Colorado passed the country’s first powered wheelchair Right to Repair law in 2022. Comparable legislation is now pending in California, and the Federal Trade Commission has signaled that it will crack down on companies that use DRM to block repairs. But the wheels of justice grind slow – and wheelchair users’ own wheels shouldn’t be throttled to match them.

People with disabilities don’t just rely on devices that their bodies go into; gadgets that go into our bodies are increasingly common, and there, too, we have a DRM problem. DRM is common in implants like continuous glucose monitors and insulin pumps, where it is used to lock people with diabetes into a single vendor’s products, as a prelude to gouging them (and their insurers) for parts, service, software updates and medicine.

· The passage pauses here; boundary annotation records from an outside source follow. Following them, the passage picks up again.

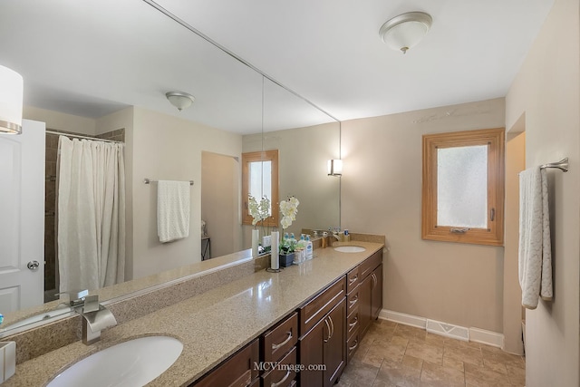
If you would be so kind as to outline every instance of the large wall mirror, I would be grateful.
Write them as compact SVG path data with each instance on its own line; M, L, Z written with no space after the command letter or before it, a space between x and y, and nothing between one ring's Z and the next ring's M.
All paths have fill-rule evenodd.
M202 218L208 258L250 247L251 227L240 223L243 152L278 150L280 198L300 200L289 231L340 226L340 179L326 172L340 156L339 123L149 3L11 0L0 15L0 64L24 78L24 118L89 137L124 130L126 279L199 262ZM171 90L192 93L194 105L177 111L165 100ZM159 242L155 188L144 178L194 180L189 237ZM58 305L13 311L0 296L7 323ZM2 328L0 337L10 334Z

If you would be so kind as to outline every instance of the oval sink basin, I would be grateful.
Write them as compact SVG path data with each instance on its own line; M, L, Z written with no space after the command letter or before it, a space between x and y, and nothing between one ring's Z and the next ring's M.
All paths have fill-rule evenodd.
M334 247L335 251L339 253L362 253L366 248L361 247L360 246L339 246L338 247Z
M47 386L143 386L169 368L182 350L183 343L173 337L140 337L82 359Z

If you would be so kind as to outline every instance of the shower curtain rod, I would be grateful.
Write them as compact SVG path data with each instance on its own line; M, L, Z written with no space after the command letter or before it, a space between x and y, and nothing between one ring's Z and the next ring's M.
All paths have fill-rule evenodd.
M93 141L116 142L118 144L123 144L123 145L125 144L122 141L115 141L114 140L96 139L94 137L81 136L80 134L61 133L60 131L46 131L46 133L48 133L48 134L56 134L58 136L72 137L72 138L75 138L75 139L92 140Z

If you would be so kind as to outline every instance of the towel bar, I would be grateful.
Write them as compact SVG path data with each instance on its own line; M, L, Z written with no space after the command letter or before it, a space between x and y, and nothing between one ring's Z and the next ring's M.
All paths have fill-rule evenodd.
M150 184L150 183L157 183L157 182L159 182L159 180L151 180L150 179L147 179L147 178L145 178L145 179L143 179L143 182L144 182L145 184ZM189 185L190 185L190 186L192 186L192 185L193 185L193 180L189 180Z

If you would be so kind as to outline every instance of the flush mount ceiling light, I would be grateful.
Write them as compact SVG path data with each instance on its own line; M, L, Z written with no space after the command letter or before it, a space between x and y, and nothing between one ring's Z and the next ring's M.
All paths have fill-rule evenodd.
M382 24L379 35L389 47L406 53L425 36L432 21L431 16L424 12L408 12Z
M22 75L0 66L0 133L22 133L24 81Z
M165 96L179 111L191 106L196 100L193 95L184 92L166 92Z

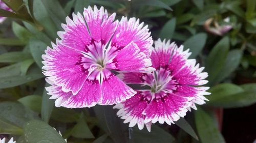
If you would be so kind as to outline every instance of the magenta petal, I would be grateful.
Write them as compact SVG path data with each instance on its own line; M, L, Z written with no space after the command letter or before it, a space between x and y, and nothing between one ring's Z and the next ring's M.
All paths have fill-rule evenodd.
M151 60L145 53L140 52L137 45L132 42L122 48L113 60L116 70L133 72L150 72L154 70L150 67Z
M138 124L140 130L144 127L144 120L145 118L145 116L142 115L142 112L148 103L148 101L144 100L144 96L142 94L142 92L138 92L134 96L114 107L114 108L120 109L117 115L125 120L124 123L130 122L130 127Z
M129 99L136 93L136 91L124 84L113 73L107 78L103 78L101 90L103 99L100 104L102 105L120 103Z
M102 7L98 10L95 6L93 10L90 6L84 9L83 15L93 39L102 41L103 44L106 44L117 26L117 21L114 22L116 13L108 17L106 10L104 10Z
M146 116L145 122L155 123L164 122L169 125L177 121L180 116L183 117L187 111L186 108L191 103L191 98L184 98L174 94L170 94L162 99L153 100L143 112Z
M59 43L54 49L47 47L46 54L42 55L45 61L42 69L45 75L65 92L72 91L76 95L82 88L88 72L78 64L80 54Z
M139 20L136 20L134 17L129 20L127 17L122 17L112 38L112 44L123 47L133 41L138 45L140 51L150 56L153 40L147 25L143 27L143 22L140 24Z

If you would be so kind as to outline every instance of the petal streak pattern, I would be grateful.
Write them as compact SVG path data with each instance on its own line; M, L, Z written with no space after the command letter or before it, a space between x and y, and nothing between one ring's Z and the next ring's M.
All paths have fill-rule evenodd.
M136 92L114 73L150 73L153 40L147 26L135 18L115 21L103 7L84 9L61 25L60 39L42 55L46 88L55 106L68 108L111 105ZM134 64L134 63L136 63ZM113 72L115 71L115 72Z

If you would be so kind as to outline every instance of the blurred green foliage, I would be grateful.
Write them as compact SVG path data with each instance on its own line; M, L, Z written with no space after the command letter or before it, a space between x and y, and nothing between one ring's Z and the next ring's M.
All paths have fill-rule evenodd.
M65 142L49 125L68 142L225 142L214 109L256 102L254 0L3 1L13 12L0 9L0 16L11 18L0 25L0 134L14 136L17 142ZM181 129L178 133L170 133L173 125L154 125L151 133L129 128L111 106L54 107L45 90L49 85L41 73L41 55L55 41L67 15L94 5L117 13L117 18L140 18L155 40L183 44L192 52L190 58L205 67L209 101L188 113L187 121L176 123ZM223 36L208 33L205 22L209 18L214 23L208 26L232 28Z

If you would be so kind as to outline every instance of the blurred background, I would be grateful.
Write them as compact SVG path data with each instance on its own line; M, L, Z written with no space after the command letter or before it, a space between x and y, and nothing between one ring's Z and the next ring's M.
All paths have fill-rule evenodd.
M256 1L2 0L12 9L0 24L0 137L17 142L252 143L256 139ZM128 128L112 106L54 106L41 55L72 13L88 6L136 17L154 40L192 52L209 74L211 95L175 125L148 133ZM1 8L3 9L3 8ZM41 142L40 142L41 141ZM63 142L64 141L64 142Z

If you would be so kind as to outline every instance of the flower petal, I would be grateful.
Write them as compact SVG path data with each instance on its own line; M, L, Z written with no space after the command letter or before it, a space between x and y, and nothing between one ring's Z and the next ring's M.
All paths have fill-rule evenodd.
M151 60L141 52L133 42L121 49L114 59L113 63L116 66L114 70L118 71L150 72L155 70L150 67L152 65Z
M142 115L142 112L148 103L147 101L144 100L144 96L142 92L138 92L134 96L113 107L119 109L117 115L125 120L124 123L130 122L130 127L133 127L138 124L140 130L143 128L145 124L144 120L145 116Z
M127 17L122 17L112 38L112 44L124 47L133 41L141 52L150 56L153 41L147 25L143 27L143 22L140 24L139 19L136 20L134 17L128 20Z
M90 6L84 9L83 15L92 38L101 41L103 44L108 43L118 24L117 21L114 22L116 13L108 17L108 12L103 7L98 10L95 6L93 10Z
M53 84L46 88L51 99L56 99L55 106L66 108L90 107L100 102L102 95L98 80L87 80L81 90L76 95L71 92L63 92L60 87Z

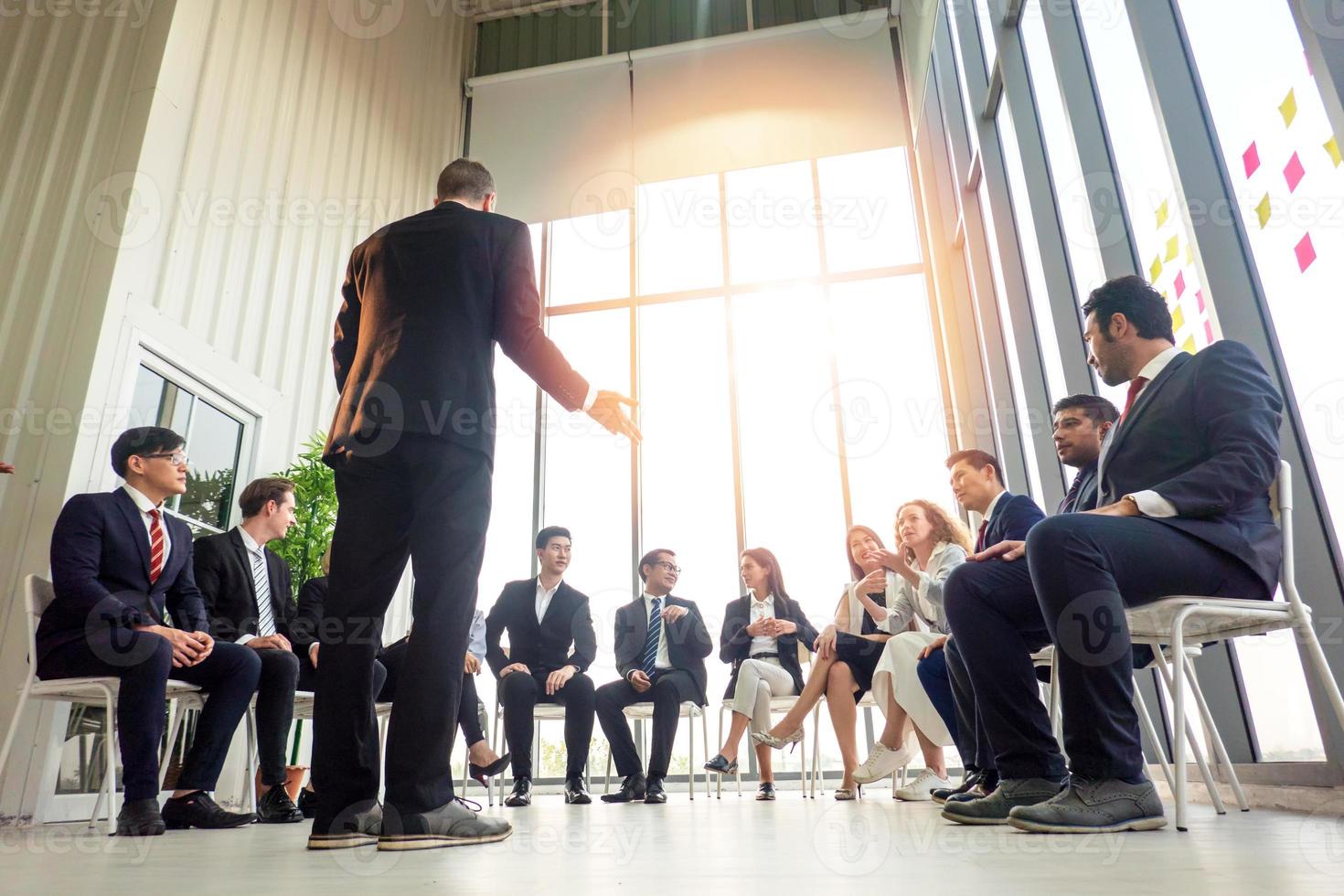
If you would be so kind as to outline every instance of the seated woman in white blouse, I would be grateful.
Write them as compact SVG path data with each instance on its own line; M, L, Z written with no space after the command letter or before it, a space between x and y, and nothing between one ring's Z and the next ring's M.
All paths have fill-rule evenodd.
M853 776L862 785L872 783L909 762L906 732L913 725L926 767L914 783L896 791L898 799L930 799L935 789L956 786L948 780L942 754L952 735L915 666L948 634L942 584L966 562L969 551L970 533L958 520L931 501L909 501L896 510L896 549L874 552L887 579L886 618L879 627L895 633L872 673L872 699L887 727ZM903 631L911 622L917 622L915 630Z

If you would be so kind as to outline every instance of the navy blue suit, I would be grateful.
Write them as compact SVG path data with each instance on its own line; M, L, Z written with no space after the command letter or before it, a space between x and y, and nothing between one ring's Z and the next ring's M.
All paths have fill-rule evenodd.
M163 516L169 549L159 579L149 582L149 535L124 489L71 497L51 533L55 600L38 625L38 676L121 678L117 727L126 799L159 794L159 743L164 735L168 678L210 693L177 787L214 790L234 729L257 689L254 650L215 642L194 666L173 668L167 638L134 626L164 625L208 631L192 575L191 529Z
M1177 516L1052 517L1027 537L1030 590L948 594L1004 778L1064 774L1027 658L1047 642L1056 650L1073 772L1144 776L1125 607L1172 594L1273 596L1281 549L1267 490L1281 410L1245 345L1176 356L1111 430L1098 504L1150 489Z

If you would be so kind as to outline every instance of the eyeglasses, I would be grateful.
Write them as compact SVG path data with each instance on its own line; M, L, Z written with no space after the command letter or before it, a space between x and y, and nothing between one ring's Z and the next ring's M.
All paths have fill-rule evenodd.
M140 457L152 457L152 458L157 458L157 459L165 459L169 463L172 463L173 466L183 466L184 463L188 462L185 451L169 451L169 453L160 453L160 454L141 454Z

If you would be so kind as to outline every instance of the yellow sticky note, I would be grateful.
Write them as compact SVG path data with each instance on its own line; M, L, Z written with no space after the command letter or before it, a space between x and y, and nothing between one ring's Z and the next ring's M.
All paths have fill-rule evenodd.
M1278 114L1284 116L1284 126L1290 128L1293 120L1297 118L1297 94L1292 90L1284 98L1284 102L1278 105Z

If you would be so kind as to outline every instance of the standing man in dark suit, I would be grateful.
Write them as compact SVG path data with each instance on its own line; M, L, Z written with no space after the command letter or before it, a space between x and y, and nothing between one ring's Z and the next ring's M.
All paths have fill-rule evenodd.
M597 392L542 329L527 226L493 214L495 180L458 159L430 211L355 249L332 344L340 400L325 461L340 510L317 666L319 810L309 848L374 842L430 849L508 837L453 795L457 728L476 580L485 551L495 450L495 344L567 411L638 439L616 392ZM368 634L411 560L415 637L387 739L378 805L374 657Z
M1282 400L1245 345L1179 351L1167 302L1140 277L1097 287L1083 314L1089 361L1106 384L1129 383L1098 461L1098 506L1032 529L1035 600L966 602L961 618L978 623L962 646L977 695L981 669L1008 664L989 672L1000 704L991 739L999 744L999 728L1017 737L1011 755L1000 752L1004 785L1058 782L1056 794L1035 786L1015 801L1009 823L1150 830L1167 818L1144 774L1125 607L1172 594L1273 598L1282 547L1267 492ZM1021 661L986 649L1042 631L1055 643L1068 776L1044 708L1024 693Z
M640 559L644 594L616 611L616 669L621 680L597 689L597 717L624 780L618 791L603 794L602 802L642 798L646 803L665 803L663 779L672 759L681 704L687 700L700 707L708 704L704 658L714 652L714 641L700 609L672 596L680 575L672 551L649 551ZM653 703L653 748L645 778L622 711L646 701Z
M289 564L267 548L294 525L294 484L254 480L238 496L243 521L195 544L196 584L210 627L222 641L257 652L257 760L265 793L257 801L262 822L297 822L304 813L285 791L285 755L294 717L298 657L290 647L294 586Z
M1077 513L1097 506L1097 458L1101 455L1106 434L1118 416L1116 406L1097 395L1070 395L1055 404L1055 454L1060 463L1077 470L1068 493L1059 502L1059 513ZM1034 594L1027 564L1015 563L1024 553L1025 532L1008 533L1016 537L999 537L1001 533L1001 529L992 533L986 531L988 547L969 557L976 566L960 574L956 588L984 587L1000 592L1016 588L1019 592ZM935 674L938 670L943 670L941 678ZM976 692L956 641L948 643L941 654L930 650L921 660L919 680L930 695L934 693L930 688L950 688L946 696L934 697L934 705L938 707L948 729L958 732L957 739L962 742L960 728L970 725L974 719ZM965 743L968 747L974 746L974 752L970 754L972 762L968 763L973 764L974 770L968 768L966 779L960 787L934 791L933 797L938 802L988 797L999 786L999 762L984 729L977 725L973 732L966 733Z
M980 527L976 531L976 552L985 549L985 545L997 544L1004 539L1024 539L1027 531L1044 519L1040 508L1025 494L1012 494L1004 485L1004 478L999 459L988 451L968 449L957 451L948 458L952 490L968 513L980 514ZM976 555L972 555L972 559ZM965 576L961 564L952 571L943 594L946 595L954 579ZM969 692L969 682L965 677L965 668L961 664L961 654L957 652L956 633L939 647L937 642L930 645L922 660L921 677L927 681L941 684L950 681L953 692L958 689L958 680L966 685L965 693L956 699L956 724L948 725L949 732L954 732L957 752L961 755L966 776L961 786L949 794L960 793L989 793L997 785L995 772L993 752L989 740L984 735L982 724L977 713L973 696ZM926 685L927 689L927 685ZM937 701L934 705L938 705ZM949 794L934 791L934 799L945 799Z
M505 806L532 803L532 709L564 705L564 802L593 802L583 768L593 739L594 690L585 672L597 656L589 599L564 580L573 543L552 525L536 533L535 579L509 582L485 618L485 658L499 678L504 733L513 754L513 793ZM500 635L508 631L504 656Z
M238 827L253 813L231 813L210 798L238 721L257 689L253 650L215 641L192 574L191 529L164 510L187 490L185 442L144 426L112 446L113 492L66 501L51 533L55 600L38 623L38 677L116 676L117 737L125 801L117 833L155 836L164 827ZM168 617L176 627L168 625ZM159 744L169 678L203 688L200 713L177 790L159 811Z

Even when a manufacturer walks away from its products, DRM creates insurmountable legal risks for third-party technologists who want to continue to support and maintain them. That’s bad enough when it’s your smart speaker that’s been orphaned, but imagine what it’s like to have an orphaned neural implant that no one can support without risking prison time under DRM laws.

Imagine what it’s like to have the bionic eye that is literally wired into your head go dark after the company that made it folds up shop – survived only by the 95-year legal restrictions that DRM law provides for, restrictions that guarantee that no one will provide you with software that will restore your vision.

Every technology user deserves the final say over how the systems they depend on work. In an ideal world, every assistive technology would be designed with this in mind: free software, open-source hardware, and designed for easy repair.

But we’re living in the Bizarro world of assistive tech, where not only is it normal to distribute tools for people with disabilities are designed without any consideration for the user’s ability to modify the systems they rely on – companies actually dedicate extra engineering effort to creating legal liability for anyone who dares to adapt their technology to suit their own needs.

Even if you’re able-bodied today, you will likely need assistive technology or will benefit from accessibility adaptations. The curb-cuts that accommodate wheelchairs make life easier for kids on scooters, parents with strollers, and shoppers and travelers with rolling bags. The subtitles that make TV accessible to Deaf users allow hearing people to follow along when they can’t hear the speaker (or when the director deliberately chooses to muddle the dialog). Alt tags in online images make life easier when you’re on a slow data connection.

Fighting for the right of disabled people to adapt their technology is fighting for everyone’s rights.

(EFF extends our thanks to Liz Henry for their help with this article.)